En cierta ocasión comenté que uno de los mayores placeres del séptimo arte es descubrirse incapaz de explicar por qué determinados títulos nos hacen decir “esta es una gran película”. Es decir, a veces el resultado completo de una obra crea en nosotros tal hipnosis que nos resulta difícil discernir qué engranajes la convierten en la maravilla que a nosotros nos parece (personalmente experimenté esta sensación con los casos de Una historia verdadera (David Lynch, 1999), Hacia rutas salvajes (Sean Penn, 2007), El árbol de la vida (Terrence Malik, 2011) o En la casa (François Ozon, 2012)). Bien, pues desgraciadamente, también existe el caso contrario. Esta sensación de sentirse más y más enfadado cuanto más descubrimos de una película, esta indignación ante incontables elementos chirriantes que nos sacan irremediablemente de la historia provocando tal rechazo que perdemos todo interés en analizarlos.
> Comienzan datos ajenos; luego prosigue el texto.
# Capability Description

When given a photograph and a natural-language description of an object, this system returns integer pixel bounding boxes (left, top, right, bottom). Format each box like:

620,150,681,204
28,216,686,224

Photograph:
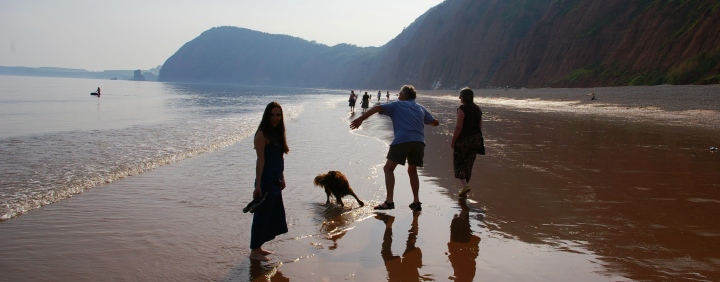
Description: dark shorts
387,142,425,167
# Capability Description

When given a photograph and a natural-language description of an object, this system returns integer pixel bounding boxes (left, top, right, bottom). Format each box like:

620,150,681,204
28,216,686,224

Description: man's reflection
375,212,422,281
448,198,480,281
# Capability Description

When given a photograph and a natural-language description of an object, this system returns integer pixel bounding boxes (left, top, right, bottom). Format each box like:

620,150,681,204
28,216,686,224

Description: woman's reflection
375,212,425,281
448,198,480,281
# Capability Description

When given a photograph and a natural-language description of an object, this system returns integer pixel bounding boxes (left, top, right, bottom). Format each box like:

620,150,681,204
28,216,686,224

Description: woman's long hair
460,87,482,118
255,101,290,154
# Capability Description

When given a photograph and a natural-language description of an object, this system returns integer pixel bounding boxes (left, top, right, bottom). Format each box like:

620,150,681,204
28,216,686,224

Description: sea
0,76,347,220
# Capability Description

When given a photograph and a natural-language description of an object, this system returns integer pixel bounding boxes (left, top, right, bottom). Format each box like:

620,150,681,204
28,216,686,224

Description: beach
0,83,720,281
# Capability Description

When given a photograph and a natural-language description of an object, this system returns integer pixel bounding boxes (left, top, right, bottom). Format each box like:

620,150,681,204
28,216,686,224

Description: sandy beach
0,86,720,281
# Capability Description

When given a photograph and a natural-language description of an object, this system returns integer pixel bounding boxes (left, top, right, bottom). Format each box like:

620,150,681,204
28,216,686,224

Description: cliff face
491,0,720,86
158,27,377,87
159,0,720,89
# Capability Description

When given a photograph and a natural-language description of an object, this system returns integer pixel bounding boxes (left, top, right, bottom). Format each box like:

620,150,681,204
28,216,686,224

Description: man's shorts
387,142,425,167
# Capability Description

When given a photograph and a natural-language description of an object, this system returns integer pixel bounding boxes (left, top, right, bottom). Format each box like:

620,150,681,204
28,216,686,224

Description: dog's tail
313,174,325,188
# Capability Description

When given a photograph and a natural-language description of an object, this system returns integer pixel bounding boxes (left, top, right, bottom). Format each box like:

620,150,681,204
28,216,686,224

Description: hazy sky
0,0,443,71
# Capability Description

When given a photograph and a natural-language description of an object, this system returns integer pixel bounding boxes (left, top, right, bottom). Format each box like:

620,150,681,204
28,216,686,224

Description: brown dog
315,170,365,207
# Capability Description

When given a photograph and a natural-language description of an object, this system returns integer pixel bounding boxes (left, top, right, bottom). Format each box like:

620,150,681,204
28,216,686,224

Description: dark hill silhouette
159,0,720,89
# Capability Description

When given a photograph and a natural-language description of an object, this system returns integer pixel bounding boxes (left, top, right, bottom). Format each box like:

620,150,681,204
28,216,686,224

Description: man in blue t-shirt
350,85,440,211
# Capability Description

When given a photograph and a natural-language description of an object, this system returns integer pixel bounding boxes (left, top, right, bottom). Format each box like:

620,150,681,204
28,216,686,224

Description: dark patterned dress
250,142,288,249
453,104,483,180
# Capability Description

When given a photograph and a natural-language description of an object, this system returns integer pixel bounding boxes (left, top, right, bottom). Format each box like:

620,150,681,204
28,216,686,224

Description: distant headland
0,66,162,81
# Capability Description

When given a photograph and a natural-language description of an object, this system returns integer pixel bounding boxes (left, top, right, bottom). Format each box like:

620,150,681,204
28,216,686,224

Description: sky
0,0,443,71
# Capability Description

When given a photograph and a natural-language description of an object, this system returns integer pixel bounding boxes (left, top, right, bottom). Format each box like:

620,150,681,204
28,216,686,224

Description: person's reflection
375,212,424,281
448,198,480,281
250,259,290,282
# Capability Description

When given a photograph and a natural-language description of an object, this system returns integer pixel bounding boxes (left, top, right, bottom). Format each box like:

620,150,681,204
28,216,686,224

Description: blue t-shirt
380,100,436,145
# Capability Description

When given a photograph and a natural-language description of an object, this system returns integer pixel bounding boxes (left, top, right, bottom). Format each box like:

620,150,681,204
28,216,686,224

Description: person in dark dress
250,102,290,261
348,90,357,113
360,92,370,113
450,88,483,197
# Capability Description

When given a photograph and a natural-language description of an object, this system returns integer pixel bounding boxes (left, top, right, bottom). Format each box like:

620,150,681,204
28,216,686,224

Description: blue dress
250,142,288,249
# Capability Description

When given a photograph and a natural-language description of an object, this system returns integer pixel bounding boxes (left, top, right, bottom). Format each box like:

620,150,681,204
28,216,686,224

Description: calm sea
0,76,346,220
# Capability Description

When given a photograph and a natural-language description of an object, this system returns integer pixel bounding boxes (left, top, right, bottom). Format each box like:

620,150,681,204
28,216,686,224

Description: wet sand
0,86,720,281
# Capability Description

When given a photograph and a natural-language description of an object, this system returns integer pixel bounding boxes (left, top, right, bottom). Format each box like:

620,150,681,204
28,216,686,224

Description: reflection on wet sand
250,260,290,282
448,198,480,281
316,204,354,250
375,212,426,281
425,94,720,281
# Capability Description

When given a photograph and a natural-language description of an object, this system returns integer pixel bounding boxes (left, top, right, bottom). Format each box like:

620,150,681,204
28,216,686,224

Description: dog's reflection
314,204,357,250
448,198,480,281
375,212,426,281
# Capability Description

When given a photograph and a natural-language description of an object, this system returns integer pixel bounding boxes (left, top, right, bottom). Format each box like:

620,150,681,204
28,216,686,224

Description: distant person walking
348,90,357,113
350,85,440,211
360,91,370,113
450,87,484,197
250,102,290,261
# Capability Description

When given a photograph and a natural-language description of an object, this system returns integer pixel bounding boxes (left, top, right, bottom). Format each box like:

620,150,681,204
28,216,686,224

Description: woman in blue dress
250,102,289,261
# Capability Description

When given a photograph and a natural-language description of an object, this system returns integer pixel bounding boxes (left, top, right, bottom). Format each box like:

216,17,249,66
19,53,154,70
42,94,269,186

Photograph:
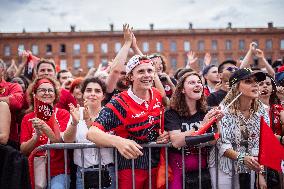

Tristemente, es el caso del título que nos ocupa. Bueno, hagamos un esfuerzo.
En la primera escena de Menú degustación se nos presenta un show televisivo en donde la cocinera de un prestigioso restaurante de comida mediterránea (en calidad de invitada especial) anuncia el inminente cierre de su negocio. A lo largo de la secuencia la cámara se comporta de una forma extraña, siempre alejada de los personajes, cambiando constantemente de punto de vista y sin parar de moverse de un lado para otro. No hace falta decir que ello elimina todo tipo de transparencia y hace evidente la presencia del director. Claro, pensamos, lo que ahora vemos es lo que las cámaras muestran a una audiencia ficticia. Pero rápidamente caemos en la cuenta de que rara vez un programa de televisión prioriza una estética esquizofrénica al buen fluir de una entrevista (algo que sin duda pasa en la película); a continuación descubrimos que los espacios en donde deberían encontrarse las cámaras que nos proporcionan cada plano están en realidad vacíos. Por otra parte, en ningún momento se nos ocultan los espacios del decorado que las cámaras televisivas deberían evitar.
Este detalle que en otro contexto podríamos entender como un aspecto no trascendente y que bien podría merecer nuestra concesión, es en realidad el perfecto resumen del tratamiento formal que Roger Gual da a toda su película. Toda incoherencia formal que podamos hallar en esta presentación la encontramos alabada al millón en el resto del metraje. Hablo de una serie de planos desordenados que parecen escogidos al azar, de unos movimientos de cámara videocliperos que marean más que agradan, de un constante plano/contraplano incapaz de centrarse por un momento en el rostro de un personaje… Para entendernos, me refiero a todos estos aspectos televisivos que tan buenos resultados dan en las series del mediodía ofrecidas por TV3. De ahí que constantemente tengamos la sensación de estar contemplando una planificación únicamente preocupada por cubrir los hechos, sin prestar ninguna atención a la elección de las imágenes. Ya solo queda sustituir la imagen analógica por la digital para convertir esta película en una extensión de la archiconocida La riera. Oh, vaya…
Por lo que respecta a los personajes, el panorama no es mucho mejor. Ni siquiera las magníficas actuaciones de Fionnula Flanagan y Stephen Rea (probablemente lo mejor de la película) son capaces de aportar credibilidad a los actos de una serie de individuos tan prefabricados como cargados de pretensiones. Pues en Menú degustación no existe diálogo alguno, gag o situación en que uno no entrevea a Roger Gual frotándose las manos ansioso por observar la reacción del público. En otras palabras, tanto la actitud de los personajes como los enredos en que estos se ven envueltos resultan terriblemente superficiales, desprovistos de credibilidad e impuestos por un guión que prioriza el chiste fácil a la naturalidad. En resumen, hablamos de una película cuya fluidez narrativa (lo reconozco, esto si lo tiene) no impide que acabemos aburridos de tanta previsibilidad y artificio.